August 3, 2010
This new accreditation significantly hurts investors who have prudently paid off their mortgages and own their homes outright. Someone who rents and has $1,000,001 in declared net worth is accredited and can legally consider all types of private place opportunities. An investor who has prudently paid off the value of a home which could be of net worth of $975,000 and has $750,000 of additional assets for a total net worth of $1,725,000 is not accredited and cannot consider any type of investment that is not publically registered which requires hundreds of thousands of dollars, that the investors pay.
The first issue is how does this affect investors who are in the middle of a 1031 exchange and have already identified a property being offered as a private placement for their exchange, who now does not qualify as an accredited investor because they cannot count their residence. This investor could now be facing tens of thousands if not hundreds of thousands of tax dollars. Does this law not hurt the investor it was trying to help?
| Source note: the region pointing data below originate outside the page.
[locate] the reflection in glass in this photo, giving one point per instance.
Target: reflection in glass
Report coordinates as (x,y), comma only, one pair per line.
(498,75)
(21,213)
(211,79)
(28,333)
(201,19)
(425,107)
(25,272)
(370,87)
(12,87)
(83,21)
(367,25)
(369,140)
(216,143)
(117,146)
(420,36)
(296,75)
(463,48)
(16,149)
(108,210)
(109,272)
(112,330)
Next, is that if a resident who is retired and had the prudence to pay off his or her residence and that home is worth a significant amount of over $1million and the rest of his or her portfolio is valued at $800,000 this person is not accredited. However, if this person were to take a loan against the residence and pull $200,000 of equity out this person is now accredited. What if the persons home is worth $2.5 million and after a large stock market crash this persons other assets total $750,000? This person cannot make a $25,000 investment in a private placement even though the private placement maybe an all cash conservative investment, that produces long-term tax sheltered income, unless he or she now leverages the house to add value to the net worth outside of the home. .
There must be some change given for real estate and other potentially conservative investments that use the private placements to offer opportunity to investors as alternatives to the equities, bonds and traditional investments. These investment opportunities are primarily obsolete to an average investor because the costs of doing a public offering are way too high and would ruin the returns of very investors it is supposed to help.